13 Octobre 2018

Congo-Brazzaville: Prévention des catastrophes naturelles - Le pays en fait une priorité nationale

L'engagement est contenu dans le message du gouvernement, délivré par la ministre du Tourisme et de l'environnement, Arlette Soudan-Nonault, à l'occasion de la célébration, le 13 octobre, de la Journée internationale des Nations unies de la prévention des catastrophes naturelles.

Le thème choisi par les Nations unies pour cette année est « Réduire les pertes économiques dues aux catastrophes ». Il rappelle, à juste titre, que la récurrence et l'intensité des phénomènes à l'origine des catastrophes naturelles, souvent accentuées par les changements climatiques, ne cessent de croître, compromettant ainsi les avancées de plusieurs pays vers un développement durable.

En effet, le spectacle désolant des villes dévastées après des inondations, des ouragans, cyclones, tsunami et autres séismes, pose le problème fondamental de la reconstruction. « Nous avons en mémoire ce qui vient de se passer le 28 septembre 2018 dans les îles Célèbes en Indonésie, notamment à Palu, ville de trois cent cinquante mille habitants. Ces îles ont été successivement frappées par un fort séisme de magnitude 7,5, suivi d'un tsunami, ayant entraîné plus de mille cinq cents morts et la destruction de nombreux bâtiments », a déclaré la ministre du Tourisme et de l'environnement.

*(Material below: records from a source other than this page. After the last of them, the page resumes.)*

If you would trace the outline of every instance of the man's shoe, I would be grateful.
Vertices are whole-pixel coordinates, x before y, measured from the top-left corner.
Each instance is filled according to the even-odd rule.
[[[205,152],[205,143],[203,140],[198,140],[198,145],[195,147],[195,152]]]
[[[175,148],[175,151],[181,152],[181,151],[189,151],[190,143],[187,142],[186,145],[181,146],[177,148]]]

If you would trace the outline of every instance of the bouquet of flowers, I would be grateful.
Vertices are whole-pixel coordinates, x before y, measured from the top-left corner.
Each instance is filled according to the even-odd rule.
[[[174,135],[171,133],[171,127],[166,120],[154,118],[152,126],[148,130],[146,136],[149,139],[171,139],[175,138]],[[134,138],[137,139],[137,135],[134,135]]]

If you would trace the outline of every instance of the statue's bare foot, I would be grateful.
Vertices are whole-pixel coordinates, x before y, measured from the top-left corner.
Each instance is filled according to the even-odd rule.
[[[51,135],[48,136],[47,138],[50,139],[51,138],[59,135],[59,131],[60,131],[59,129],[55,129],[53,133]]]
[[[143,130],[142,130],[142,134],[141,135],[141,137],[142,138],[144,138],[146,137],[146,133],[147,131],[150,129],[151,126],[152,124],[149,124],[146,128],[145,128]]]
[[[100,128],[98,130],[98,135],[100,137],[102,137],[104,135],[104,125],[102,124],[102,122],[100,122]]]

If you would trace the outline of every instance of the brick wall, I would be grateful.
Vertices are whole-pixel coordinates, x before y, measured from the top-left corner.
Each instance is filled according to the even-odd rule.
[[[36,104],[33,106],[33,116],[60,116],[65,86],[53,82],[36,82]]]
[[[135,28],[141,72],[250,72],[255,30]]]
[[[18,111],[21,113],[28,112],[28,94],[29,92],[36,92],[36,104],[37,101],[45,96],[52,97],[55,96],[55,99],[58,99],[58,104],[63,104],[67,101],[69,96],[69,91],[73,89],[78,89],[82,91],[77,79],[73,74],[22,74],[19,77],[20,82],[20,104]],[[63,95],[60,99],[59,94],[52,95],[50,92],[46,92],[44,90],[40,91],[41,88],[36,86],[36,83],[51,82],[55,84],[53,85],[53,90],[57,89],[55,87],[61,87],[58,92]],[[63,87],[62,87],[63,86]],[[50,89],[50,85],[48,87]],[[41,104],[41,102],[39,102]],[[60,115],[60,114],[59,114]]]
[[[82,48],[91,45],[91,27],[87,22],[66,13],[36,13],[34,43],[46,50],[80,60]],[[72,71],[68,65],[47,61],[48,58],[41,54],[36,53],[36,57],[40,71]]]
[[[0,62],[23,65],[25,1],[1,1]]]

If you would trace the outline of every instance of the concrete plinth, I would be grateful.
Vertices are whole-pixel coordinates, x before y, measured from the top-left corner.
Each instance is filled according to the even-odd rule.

Au cours des trois dernières années, a-t-elle poursuivi, plus de quarante millions de personnes, notamment dans des pays qui contribuent le moins au réchauffement climatique, ont été forcées d'abandonner leurs foyers, soit définitivement, soit temporairement, à cause des catastrophes.

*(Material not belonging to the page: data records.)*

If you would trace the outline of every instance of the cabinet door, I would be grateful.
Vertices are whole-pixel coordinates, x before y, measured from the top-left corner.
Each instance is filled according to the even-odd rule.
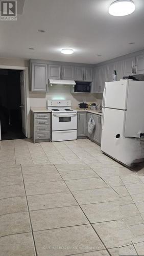
[[[104,65],[101,66],[101,91],[100,93],[103,93],[105,82],[107,81],[107,66]]]
[[[51,79],[61,79],[61,66],[60,65],[49,65],[49,78]]]
[[[33,92],[46,92],[47,65],[31,63],[31,89]]]
[[[83,67],[75,67],[75,80],[76,81],[84,80],[84,71]]]
[[[96,142],[100,143],[101,116],[98,116],[98,115],[94,115],[93,118],[95,124],[93,134],[93,140]]]
[[[86,112],[78,113],[77,137],[86,136]]]
[[[62,66],[62,79],[64,80],[74,79],[74,67],[73,66]]]
[[[144,54],[138,55],[136,58],[135,74],[140,75],[144,73]]]
[[[128,76],[134,74],[135,57],[132,57],[124,60],[124,76]]]
[[[93,68],[84,68],[84,81],[93,81]]]
[[[107,82],[111,82],[113,81],[114,70],[114,63],[108,64],[107,66]]]
[[[114,70],[116,70],[116,80],[119,81],[124,76],[124,61],[116,61],[114,63]]]
[[[91,113],[87,113],[87,119],[86,119],[86,136],[88,137],[88,138],[89,138],[89,139],[91,139],[92,140],[93,139],[93,133],[92,134],[90,134],[89,133],[88,131],[88,123],[89,120],[89,119],[90,117],[91,117],[93,115]]]

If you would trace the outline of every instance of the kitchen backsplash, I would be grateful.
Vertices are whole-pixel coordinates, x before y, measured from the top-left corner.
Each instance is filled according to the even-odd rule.
[[[54,84],[49,86],[49,93],[30,92],[30,103],[31,107],[45,107],[47,99],[70,99],[73,106],[80,102],[89,103],[102,102],[102,94],[70,93],[70,86]]]

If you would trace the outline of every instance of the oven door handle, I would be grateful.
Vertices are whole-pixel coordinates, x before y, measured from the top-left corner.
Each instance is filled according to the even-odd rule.
[[[77,115],[77,113],[74,113],[73,114],[54,114],[53,113],[53,115],[57,116],[58,117],[70,117],[72,116],[75,116],[75,115]]]

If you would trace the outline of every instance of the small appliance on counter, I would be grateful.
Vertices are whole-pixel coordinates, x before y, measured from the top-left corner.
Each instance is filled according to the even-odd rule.
[[[86,103],[80,103],[79,104],[79,107],[80,109],[87,109],[87,104]]]

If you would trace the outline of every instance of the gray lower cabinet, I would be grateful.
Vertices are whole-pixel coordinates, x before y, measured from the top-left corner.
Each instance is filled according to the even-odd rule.
[[[31,91],[46,92],[47,84],[47,65],[31,63]]]
[[[31,112],[32,137],[34,143],[50,141],[51,114]]]
[[[88,122],[90,118],[93,116],[95,126],[94,129],[93,133],[90,134],[88,132]],[[86,121],[86,135],[87,137],[90,139],[96,142],[99,145],[101,144],[101,134],[102,134],[102,124],[101,124],[101,116],[100,115],[97,115],[95,114],[87,113],[87,121]]]
[[[77,137],[86,136],[86,112],[78,113]]]

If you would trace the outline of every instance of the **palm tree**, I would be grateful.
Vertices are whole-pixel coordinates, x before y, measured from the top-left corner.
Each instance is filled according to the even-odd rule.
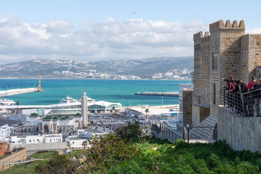
[[[19,101],[17,100],[15,104],[17,105],[17,136],[18,136],[18,106],[20,104],[19,103]]]
[[[144,111],[144,112],[146,113],[146,118],[147,118],[147,114],[148,113],[150,113],[150,110],[148,108],[146,109]]]
[[[113,110],[113,114],[114,113],[114,109],[115,109],[115,107],[114,106],[113,106],[112,108]]]

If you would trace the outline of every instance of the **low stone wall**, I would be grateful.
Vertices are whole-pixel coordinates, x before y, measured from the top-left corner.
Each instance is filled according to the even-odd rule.
[[[18,152],[14,153],[3,158],[0,160],[0,163],[11,163],[12,162],[17,162],[18,160],[24,160],[26,159],[26,149],[21,150]],[[10,165],[12,167],[14,164]],[[3,165],[0,166],[0,171],[5,170],[6,169],[9,168],[9,165]]]
[[[57,146],[58,145],[58,146]],[[67,142],[61,142],[52,143],[39,143],[36,144],[21,144],[21,147],[25,147],[28,151],[31,150],[46,150],[48,149],[57,149],[64,148],[68,146]],[[11,149],[15,147],[20,147],[19,145],[10,145],[10,148]]]
[[[218,139],[224,139],[235,150],[261,153],[261,117],[238,118],[219,106]]]

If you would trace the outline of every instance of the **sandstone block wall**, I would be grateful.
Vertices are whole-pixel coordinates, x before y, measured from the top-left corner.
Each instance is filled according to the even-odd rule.
[[[183,100],[183,122],[185,124],[191,124],[192,122],[192,94],[193,90],[191,89],[184,89],[182,92]]]
[[[26,159],[26,149],[24,149],[11,155],[0,160],[0,163],[9,163],[16,162],[18,160],[23,160]],[[11,165],[13,166],[14,164]],[[9,168],[9,165],[4,165],[0,166],[0,171]]]
[[[218,139],[225,139],[236,151],[250,150],[261,153],[261,118],[241,118],[218,107]]]

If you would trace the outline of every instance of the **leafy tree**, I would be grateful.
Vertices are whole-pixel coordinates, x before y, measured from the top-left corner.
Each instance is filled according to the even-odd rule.
[[[148,113],[150,113],[150,110],[148,108],[145,109],[144,112],[146,113],[146,118],[147,118],[147,114]]]
[[[137,138],[142,134],[142,130],[138,122],[134,122],[133,124],[120,126],[115,129],[115,132],[117,136],[122,139],[129,141]]]
[[[115,107],[114,106],[113,106],[112,109],[113,109],[113,114],[114,113],[114,109],[115,109]]]
[[[85,173],[87,171],[93,173],[95,171],[99,171],[97,173],[107,173],[111,167],[137,156],[140,153],[136,146],[125,144],[115,134],[94,136],[90,141],[92,147],[86,148],[87,144],[84,143],[83,154],[74,157],[81,159],[83,162],[79,173]]]

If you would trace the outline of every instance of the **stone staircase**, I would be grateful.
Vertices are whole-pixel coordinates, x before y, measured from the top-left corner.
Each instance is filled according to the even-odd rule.
[[[214,128],[200,127],[214,126],[217,122],[217,117],[210,115],[189,131],[189,139],[210,139],[213,138]]]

La population congolaise, tant à Brazzaville qu'à Pointe-Noire et dans les autres localités, fait face à des phénomènes tels que les pluies diluviennes qui causent des inondations, des érosions, de l'ensablement et des effondrements d'habitations qui détériorent son cadre de vie.

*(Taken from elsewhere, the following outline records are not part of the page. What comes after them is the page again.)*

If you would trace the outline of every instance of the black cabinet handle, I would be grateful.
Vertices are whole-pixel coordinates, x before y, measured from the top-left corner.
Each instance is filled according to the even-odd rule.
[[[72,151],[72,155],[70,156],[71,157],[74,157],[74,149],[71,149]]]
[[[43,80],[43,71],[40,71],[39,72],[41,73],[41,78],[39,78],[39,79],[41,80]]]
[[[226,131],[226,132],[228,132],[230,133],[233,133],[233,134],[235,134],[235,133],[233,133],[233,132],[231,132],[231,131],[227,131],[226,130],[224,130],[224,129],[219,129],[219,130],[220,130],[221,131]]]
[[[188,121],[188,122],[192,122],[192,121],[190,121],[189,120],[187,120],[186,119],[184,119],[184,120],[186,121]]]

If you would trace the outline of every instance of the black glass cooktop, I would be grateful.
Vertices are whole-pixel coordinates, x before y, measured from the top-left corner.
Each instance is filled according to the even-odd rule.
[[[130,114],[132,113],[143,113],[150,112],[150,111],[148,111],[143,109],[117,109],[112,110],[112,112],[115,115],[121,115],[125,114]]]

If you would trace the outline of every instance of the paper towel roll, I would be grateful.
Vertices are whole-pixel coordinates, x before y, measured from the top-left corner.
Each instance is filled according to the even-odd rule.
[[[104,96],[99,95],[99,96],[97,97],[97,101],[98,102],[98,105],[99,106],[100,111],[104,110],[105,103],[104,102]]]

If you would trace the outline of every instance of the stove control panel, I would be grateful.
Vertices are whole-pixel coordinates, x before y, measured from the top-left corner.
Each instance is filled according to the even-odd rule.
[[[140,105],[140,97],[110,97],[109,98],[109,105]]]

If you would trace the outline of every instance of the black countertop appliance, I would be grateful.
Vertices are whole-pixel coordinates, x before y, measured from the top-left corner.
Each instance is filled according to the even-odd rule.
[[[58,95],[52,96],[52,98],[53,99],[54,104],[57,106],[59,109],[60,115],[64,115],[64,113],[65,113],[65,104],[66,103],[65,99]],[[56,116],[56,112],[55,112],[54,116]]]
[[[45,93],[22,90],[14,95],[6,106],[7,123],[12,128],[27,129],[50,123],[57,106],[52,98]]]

"Une pensée très forte pour les victimes d'érosions à travers le pays"

A propos des érosions, Arlette Soudan-Nonault a parlé d'une pensée très forte du gouvernement pour tous les Congolais qui en sont victimes à travers tout le pays. Elle a notamment pensé aux habitants des quartiers nord de Brazzaville où ce phénomène continue de menacer leur vie quotidienne, détruisant habitations et infrastructures routières après chaque pluie. Le gouvernement, a assuré la ministre, en est conscient et ne ménage aucun effort pour trouver des solutions adaptées et durables, avec l'aide des partenaires techniques et financiers. D'ailleurs, a précisé Arlette Soudan-Nonault, le Fonds Bleu pour le Bassin du Congo, cher au président de la République, en a fait une priorité dès son lancement.

Elle a fait savoir que plusieurs engagements en faveur de la prévention et de la réduction des risques de catastrophes ont été pris, à l'occasion des rencontres internationales dont la troisième conférence mondiale sur la prévention des risques de catastrophe, tenue du 14 au 18 mars 2015 à Sendaï, au Japon. Celle-ci, a-t-elle signifié, avait adopté le cadre d'action dit de « Sendaï 2015-2030 ».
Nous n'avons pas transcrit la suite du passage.